Ornamentum
Three Jewelry Artists at SOFA NY
http://www.ornamentumgallery.com/gallery/index.php
http://www.sofaexpo.com/
SOFA stands for Sculpture Objects and Functional Art. Their exhibits at various locales in the US and throughout the year, showcase outstanding contemporary “sculptural” objects, including jewelry. I always like to check in on the artists they elect to showcase. There is so much you can learn from each artist’s ideas and approaches.
Their current NY exhibition runs through 5/1/2011.
Jennifer Trask
http://www.jennifertrask.com/Site/Home.html

From her artist statement:
What do we carry with us in our bones? Literally, and metaphorically?
Used to express definitive physical sensation and emotional sentiment (e.g. ‘bone weary’), bone is considered the absolute reductive essence of our physical selves. Bones linger, incorporating evidence of what we ate, how we worked, injuries, illnesses, and environmental conditions during a given lifetime. Lead, copper and iron, among other metals, bind to our bones as obscure mementos of our experiences.

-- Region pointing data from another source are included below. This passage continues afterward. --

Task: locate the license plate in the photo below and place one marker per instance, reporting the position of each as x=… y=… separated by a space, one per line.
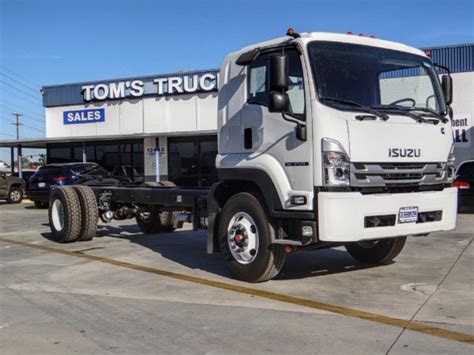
x=408 y=215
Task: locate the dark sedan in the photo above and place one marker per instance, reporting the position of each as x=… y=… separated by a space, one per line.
x=66 y=174
x=464 y=181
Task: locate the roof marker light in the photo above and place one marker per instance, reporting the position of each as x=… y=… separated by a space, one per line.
x=291 y=32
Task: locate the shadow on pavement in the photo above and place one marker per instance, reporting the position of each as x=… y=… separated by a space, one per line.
x=188 y=248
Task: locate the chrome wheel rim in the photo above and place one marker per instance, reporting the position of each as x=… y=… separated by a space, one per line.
x=242 y=238
x=57 y=215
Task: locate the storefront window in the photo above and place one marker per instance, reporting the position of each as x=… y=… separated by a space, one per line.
x=191 y=161
x=123 y=158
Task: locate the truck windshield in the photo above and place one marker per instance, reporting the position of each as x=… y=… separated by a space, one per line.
x=374 y=77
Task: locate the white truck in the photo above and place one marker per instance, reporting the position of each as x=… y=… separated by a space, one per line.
x=324 y=140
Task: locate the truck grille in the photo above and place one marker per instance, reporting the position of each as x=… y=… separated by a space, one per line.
x=390 y=174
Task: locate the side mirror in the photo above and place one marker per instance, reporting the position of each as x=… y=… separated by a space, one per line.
x=447 y=84
x=278 y=72
x=278 y=102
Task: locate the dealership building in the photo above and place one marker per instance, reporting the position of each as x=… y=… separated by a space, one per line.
x=164 y=127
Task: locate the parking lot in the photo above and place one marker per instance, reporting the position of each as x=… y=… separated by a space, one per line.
x=125 y=292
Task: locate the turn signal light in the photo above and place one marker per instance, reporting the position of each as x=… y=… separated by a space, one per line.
x=463 y=185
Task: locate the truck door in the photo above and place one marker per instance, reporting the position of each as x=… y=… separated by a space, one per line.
x=268 y=135
x=3 y=185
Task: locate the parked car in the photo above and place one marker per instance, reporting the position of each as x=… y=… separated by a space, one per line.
x=464 y=181
x=66 y=174
x=12 y=188
x=26 y=175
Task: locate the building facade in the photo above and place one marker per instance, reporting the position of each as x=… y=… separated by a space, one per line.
x=163 y=127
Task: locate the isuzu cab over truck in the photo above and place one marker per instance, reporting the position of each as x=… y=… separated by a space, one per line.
x=323 y=140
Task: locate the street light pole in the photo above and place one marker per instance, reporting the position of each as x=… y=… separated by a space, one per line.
x=19 y=159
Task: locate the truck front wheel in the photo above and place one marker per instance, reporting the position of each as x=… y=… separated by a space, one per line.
x=245 y=236
x=376 y=251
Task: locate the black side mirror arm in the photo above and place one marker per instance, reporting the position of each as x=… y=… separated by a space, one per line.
x=301 y=132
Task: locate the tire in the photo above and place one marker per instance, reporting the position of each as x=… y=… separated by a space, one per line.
x=89 y=212
x=41 y=205
x=15 y=195
x=266 y=259
x=380 y=251
x=65 y=217
x=151 y=222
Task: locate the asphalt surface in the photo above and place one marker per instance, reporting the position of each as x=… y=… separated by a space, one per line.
x=53 y=302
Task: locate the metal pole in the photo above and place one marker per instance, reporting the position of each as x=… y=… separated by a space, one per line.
x=84 y=153
x=18 y=155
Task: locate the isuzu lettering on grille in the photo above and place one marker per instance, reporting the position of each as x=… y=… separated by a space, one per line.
x=404 y=153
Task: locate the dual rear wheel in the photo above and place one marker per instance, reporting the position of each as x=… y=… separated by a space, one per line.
x=73 y=214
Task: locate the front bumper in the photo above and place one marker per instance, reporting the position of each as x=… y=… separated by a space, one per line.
x=342 y=215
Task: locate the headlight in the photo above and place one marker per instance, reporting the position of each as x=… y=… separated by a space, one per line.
x=336 y=165
x=450 y=164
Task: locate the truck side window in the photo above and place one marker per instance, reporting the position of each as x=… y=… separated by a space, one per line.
x=258 y=90
x=258 y=82
x=295 y=84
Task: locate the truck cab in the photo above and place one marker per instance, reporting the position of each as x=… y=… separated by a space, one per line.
x=329 y=139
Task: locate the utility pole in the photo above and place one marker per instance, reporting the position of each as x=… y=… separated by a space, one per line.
x=19 y=158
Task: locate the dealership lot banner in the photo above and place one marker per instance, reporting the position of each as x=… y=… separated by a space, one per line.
x=462 y=130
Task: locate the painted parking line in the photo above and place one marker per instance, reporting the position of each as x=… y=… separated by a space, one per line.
x=349 y=312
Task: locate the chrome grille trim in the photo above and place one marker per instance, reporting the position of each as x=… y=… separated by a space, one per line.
x=390 y=174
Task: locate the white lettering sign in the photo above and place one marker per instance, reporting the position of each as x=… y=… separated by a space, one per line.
x=161 y=86
x=462 y=130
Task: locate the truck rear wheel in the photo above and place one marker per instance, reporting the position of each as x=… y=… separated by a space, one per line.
x=41 y=205
x=89 y=211
x=65 y=217
x=15 y=195
x=245 y=236
x=376 y=251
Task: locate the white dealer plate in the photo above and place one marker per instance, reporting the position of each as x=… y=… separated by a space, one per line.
x=408 y=215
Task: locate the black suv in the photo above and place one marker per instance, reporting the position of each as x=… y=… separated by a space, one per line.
x=464 y=181
x=66 y=174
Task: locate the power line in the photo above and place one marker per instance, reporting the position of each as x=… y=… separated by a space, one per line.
x=16 y=109
x=20 y=76
x=24 y=92
x=19 y=97
x=35 y=90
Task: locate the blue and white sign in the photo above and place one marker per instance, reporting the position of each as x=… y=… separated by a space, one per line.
x=84 y=116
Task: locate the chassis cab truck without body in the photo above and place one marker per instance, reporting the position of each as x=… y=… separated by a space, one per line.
x=323 y=140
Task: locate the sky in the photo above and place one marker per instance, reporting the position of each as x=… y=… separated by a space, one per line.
x=44 y=42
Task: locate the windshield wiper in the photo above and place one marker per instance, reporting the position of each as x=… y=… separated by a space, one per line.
x=363 y=108
x=402 y=111
x=430 y=112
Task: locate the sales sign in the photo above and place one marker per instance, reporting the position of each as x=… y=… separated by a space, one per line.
x=84 y=116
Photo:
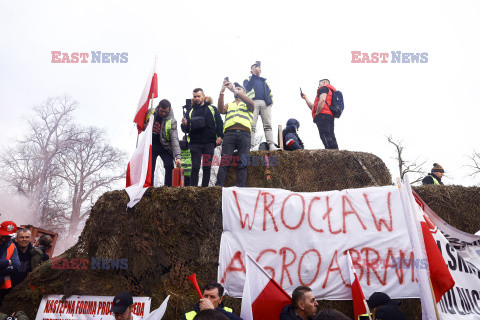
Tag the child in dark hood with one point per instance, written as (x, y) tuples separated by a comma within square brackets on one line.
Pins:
[(291, 140)]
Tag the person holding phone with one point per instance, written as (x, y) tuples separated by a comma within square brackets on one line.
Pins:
[(259, 91), (164, 139)]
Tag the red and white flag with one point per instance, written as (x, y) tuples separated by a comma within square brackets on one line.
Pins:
[(263, 298), (149, 92), (360, 305), (440, 276), (139, 171), (424, 249)]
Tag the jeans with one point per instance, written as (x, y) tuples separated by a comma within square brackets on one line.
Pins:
[(325, 126), (198, 151), (266, 113), (240, 140), (167, 158)]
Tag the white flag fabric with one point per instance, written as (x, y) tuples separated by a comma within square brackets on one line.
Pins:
[(158, 313), (262, 298), (418, 246), (139, 172)]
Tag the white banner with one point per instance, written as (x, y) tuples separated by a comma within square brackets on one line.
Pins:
[(302, 238), (52, 307), (461, 252)]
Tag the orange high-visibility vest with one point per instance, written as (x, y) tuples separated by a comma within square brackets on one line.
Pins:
[(7, 282)]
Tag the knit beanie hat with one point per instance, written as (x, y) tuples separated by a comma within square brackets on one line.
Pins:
[(437, 168)]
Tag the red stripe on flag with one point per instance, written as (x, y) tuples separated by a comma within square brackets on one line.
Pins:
[(442, 280), (148, 179), (270, 302)]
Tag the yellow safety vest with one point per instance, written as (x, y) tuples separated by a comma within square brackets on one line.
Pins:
[(238, 113), (190, 315), (166, 128)]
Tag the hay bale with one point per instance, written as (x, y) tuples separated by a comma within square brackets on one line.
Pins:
[(174, 232)]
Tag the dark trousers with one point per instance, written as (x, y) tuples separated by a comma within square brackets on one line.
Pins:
[(325, 127), (199, 150), (167, 158), (295, 145), (239, 140)]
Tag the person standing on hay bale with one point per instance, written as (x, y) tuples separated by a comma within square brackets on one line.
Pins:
[(303, 307), (204, 126), (435, 176), (29, 256), (9, 261), (212, 299), (164, 139), (258, 89), (291, 140), (122, 307), (321, 113), (237, 128)]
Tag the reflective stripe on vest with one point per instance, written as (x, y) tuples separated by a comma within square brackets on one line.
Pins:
[(213, 115), (168, 127), (238, 113), (7, 283), (190, 315)]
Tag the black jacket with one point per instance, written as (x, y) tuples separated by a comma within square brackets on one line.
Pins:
[(213, 125), (429, 179), (289, 314)]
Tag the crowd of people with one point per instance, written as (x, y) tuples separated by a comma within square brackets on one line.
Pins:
[(204, 129), (303, 307), (18, 256)]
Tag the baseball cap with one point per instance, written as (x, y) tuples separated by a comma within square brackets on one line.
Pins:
[(121, 302), (8, 228)]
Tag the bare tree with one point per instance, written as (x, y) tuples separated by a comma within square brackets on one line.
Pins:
[(61, 167), (474, 163), (89, 166), (30, 166), (405, 166)]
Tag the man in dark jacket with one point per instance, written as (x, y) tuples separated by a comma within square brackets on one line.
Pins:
[(258, 89), (291, 140), (303, 307), (204, 126), (29, 256), (164, 139), (435, 176), (212, 299), (385, 308)]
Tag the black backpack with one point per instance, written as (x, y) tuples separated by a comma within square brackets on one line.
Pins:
[(337, 104)]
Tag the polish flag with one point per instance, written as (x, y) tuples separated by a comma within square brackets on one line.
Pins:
[(139, 171), (263, 298), (158, 313), (442, 280), (360, 305), (149, 92)]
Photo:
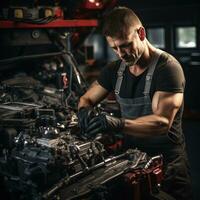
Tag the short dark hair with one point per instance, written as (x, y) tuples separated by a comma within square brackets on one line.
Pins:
[(118, 21)]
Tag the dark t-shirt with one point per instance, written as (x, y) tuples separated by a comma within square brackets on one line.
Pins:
[(168, 76)]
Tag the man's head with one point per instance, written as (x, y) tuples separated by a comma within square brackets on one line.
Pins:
[(125, 34)]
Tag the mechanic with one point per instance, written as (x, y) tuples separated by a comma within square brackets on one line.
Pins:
[(149, 86)]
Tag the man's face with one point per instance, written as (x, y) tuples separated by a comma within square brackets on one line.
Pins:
[(129, 49)]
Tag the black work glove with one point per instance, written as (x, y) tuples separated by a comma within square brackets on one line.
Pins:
[(104, 123), (84, 115)]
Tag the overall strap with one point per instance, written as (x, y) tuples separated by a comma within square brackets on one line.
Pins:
[(119, 77), (150, 72)]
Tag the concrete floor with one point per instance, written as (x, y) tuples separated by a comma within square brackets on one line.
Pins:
[(191, 130)]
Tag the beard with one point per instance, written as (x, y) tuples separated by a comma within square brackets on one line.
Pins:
[(130, 60)]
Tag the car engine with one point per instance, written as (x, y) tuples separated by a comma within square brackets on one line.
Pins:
[(43, 154)]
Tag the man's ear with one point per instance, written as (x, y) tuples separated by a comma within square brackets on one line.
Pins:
[(142, 33)]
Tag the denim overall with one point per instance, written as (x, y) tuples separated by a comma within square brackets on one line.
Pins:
[(175, 160)]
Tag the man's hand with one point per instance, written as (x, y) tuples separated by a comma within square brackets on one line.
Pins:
[(104, 123), (84, 115)]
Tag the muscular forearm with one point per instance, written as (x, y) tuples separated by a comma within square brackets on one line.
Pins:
[(146, 126)]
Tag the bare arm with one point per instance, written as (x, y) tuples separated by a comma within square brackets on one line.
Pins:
[(165, 106), (93, 96)]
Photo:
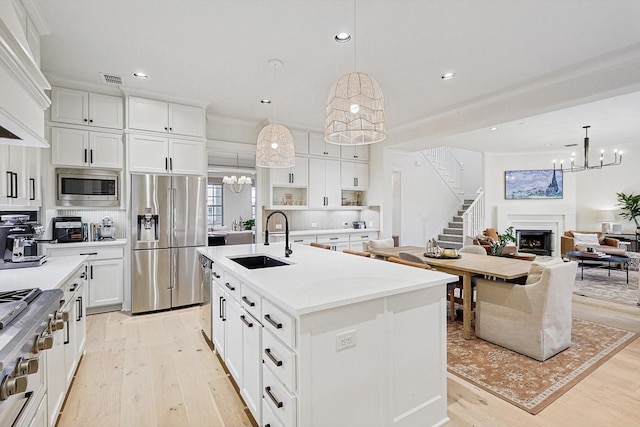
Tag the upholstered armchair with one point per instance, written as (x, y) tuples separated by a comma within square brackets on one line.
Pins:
[(581, 240), (533, 319)]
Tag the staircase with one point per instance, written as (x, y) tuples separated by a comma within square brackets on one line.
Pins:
[(452, 236)]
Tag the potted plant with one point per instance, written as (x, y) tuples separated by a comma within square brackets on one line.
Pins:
[(630, 205), (503, 239)]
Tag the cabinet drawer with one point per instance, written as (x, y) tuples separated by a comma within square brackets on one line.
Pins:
[(333, 238), (278, 399), (251, 301), (216, 273), (279, 323), (304, 240), (92, 252), (269, 419), (282, 361), (231, 284)]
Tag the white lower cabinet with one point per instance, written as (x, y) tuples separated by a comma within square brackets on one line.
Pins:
[(68, 342), (105, 273), (237, 337)]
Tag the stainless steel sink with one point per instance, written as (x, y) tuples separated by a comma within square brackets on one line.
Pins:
[(258, 261)]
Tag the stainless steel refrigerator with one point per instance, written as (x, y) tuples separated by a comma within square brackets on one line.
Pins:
[(168, 224)]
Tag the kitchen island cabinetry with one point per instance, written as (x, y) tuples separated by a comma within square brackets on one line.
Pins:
[(322, 334), (86, 108), (105, 272)]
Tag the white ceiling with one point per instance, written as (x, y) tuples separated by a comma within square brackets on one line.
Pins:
[(569, 63)]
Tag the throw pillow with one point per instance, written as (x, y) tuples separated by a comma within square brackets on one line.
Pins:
[(535, 270), (585, 239)]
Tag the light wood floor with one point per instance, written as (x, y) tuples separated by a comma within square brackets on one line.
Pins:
[(156, 370)]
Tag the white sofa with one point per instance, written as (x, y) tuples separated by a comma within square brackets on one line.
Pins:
[(532, 319)]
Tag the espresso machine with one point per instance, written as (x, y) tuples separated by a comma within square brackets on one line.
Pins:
[(19, 242)]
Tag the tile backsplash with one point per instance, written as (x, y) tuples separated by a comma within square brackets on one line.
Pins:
[(119, 218)]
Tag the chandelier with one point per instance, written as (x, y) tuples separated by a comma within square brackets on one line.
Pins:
[(617, 158), (355, 107), (236, 184), (275, 147)]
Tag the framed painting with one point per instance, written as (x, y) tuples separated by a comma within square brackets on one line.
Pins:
[(533, 184)]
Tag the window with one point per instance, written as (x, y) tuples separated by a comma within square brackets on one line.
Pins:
[(214, 205)]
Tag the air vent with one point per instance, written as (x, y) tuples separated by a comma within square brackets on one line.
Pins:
[(112, 79)]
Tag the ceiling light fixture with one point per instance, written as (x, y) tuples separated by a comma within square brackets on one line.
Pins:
[(234, 183), (617, 158), (275, 147), (342, 37), (355, 107)]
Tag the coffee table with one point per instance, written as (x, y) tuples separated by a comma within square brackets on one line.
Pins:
[(587, 256)]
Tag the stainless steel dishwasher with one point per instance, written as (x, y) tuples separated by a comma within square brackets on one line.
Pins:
[(205, 307)]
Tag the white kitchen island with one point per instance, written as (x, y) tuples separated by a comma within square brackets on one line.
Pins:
[(331, 339)]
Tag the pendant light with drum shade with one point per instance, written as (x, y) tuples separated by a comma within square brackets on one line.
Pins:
[(355, 106), (275, 147)]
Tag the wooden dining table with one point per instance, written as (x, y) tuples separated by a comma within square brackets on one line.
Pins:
[(467, 266)]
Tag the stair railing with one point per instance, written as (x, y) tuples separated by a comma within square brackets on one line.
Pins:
[(449, 168), (473, 218)]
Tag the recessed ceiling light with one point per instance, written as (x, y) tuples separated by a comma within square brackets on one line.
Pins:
[(342, 37)]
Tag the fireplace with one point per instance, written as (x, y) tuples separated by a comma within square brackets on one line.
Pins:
[(537, 242)]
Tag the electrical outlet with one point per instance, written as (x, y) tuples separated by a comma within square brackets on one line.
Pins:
[(346, 340)]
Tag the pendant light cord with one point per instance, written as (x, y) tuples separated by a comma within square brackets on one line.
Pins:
[(355, 41)]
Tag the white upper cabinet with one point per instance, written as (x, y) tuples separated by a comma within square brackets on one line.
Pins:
[(159, 116), (86, 108), (76, 147), (355, 152), (319, 147), (296, 176), (354, 176), (159, 154)]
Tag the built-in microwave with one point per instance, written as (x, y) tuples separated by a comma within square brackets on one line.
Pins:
[(87, 187)]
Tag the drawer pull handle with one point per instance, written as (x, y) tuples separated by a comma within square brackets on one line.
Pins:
[(272, 397), (250, 303), (246, 322), (275, 324), (270, 355)]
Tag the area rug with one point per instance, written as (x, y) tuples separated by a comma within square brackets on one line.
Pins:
[(598, 284), (525, 382)]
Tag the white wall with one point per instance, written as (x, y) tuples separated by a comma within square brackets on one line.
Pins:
[(427, 202)]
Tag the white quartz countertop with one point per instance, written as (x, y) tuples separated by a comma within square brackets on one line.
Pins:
[(318, 279), (315, 232), (116, 242), (50, 275)]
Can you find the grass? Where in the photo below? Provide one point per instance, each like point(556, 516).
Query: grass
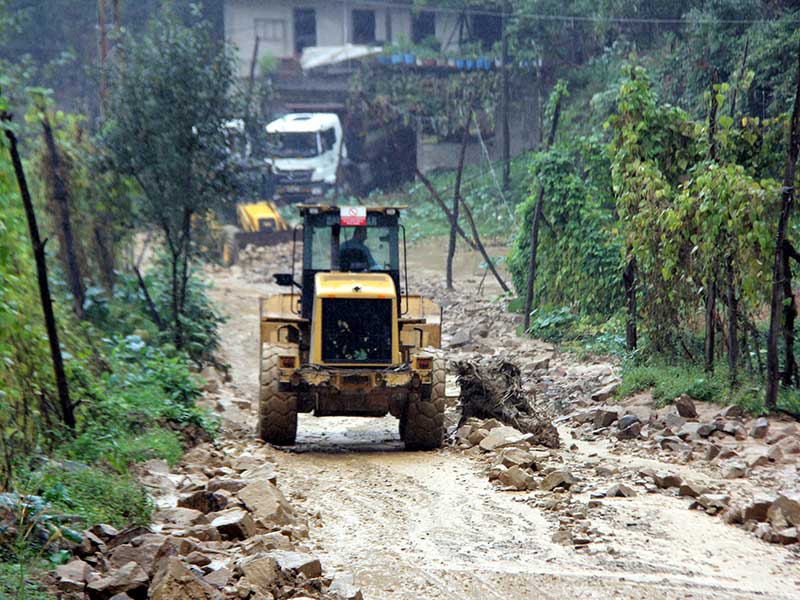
point(667, 381)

What if those amalgams were to flourish and grow?
What would we see if we could view concepts and ideals, not just the verifiable physicality?
My process is a strange dance between the factual, or scientifically based research and the associative, or intuitive and non-verbal. As I move between the two places, factual and intuitive, internal and external, the results are cross-species hybrids that embody a peculiar romanticized vision of the natural world that betray a very human concept of separateness, of dominion over nature.

Looking deeper still, we see a measure of the unanticipated, in traces of internalized abstract experiences and ideals.
Implicit and explicit.
Internal and external.
Jiro Kamata
http://www.artaurea.com/jewelries/101-jiro-kamata

Jiro Kamata’s enthusiasm for the lenses of old reflex cameras developed into a long-lasting design concept. Kamata believes that the lenses capture and keep special moments like secrets and thinks that this could spark the jewelry wearers’ imagination.

Sergey Jivetin
http://crafthaus.ning.com/profile/SergeyJivetin

Jiventin takes an engineering eye, an intuitive understanding of mechanical physics, and the properties of unusual materials, like watch hands, human hair, fishing hooks, eggs, porcelain handles and syringe needles, to create very alive pieces of jewelry.

He sees his jewelry as helping the wearer make the connection between a person’s sense of self and humanity, and that person’s relationship to the work or industrial setting around her.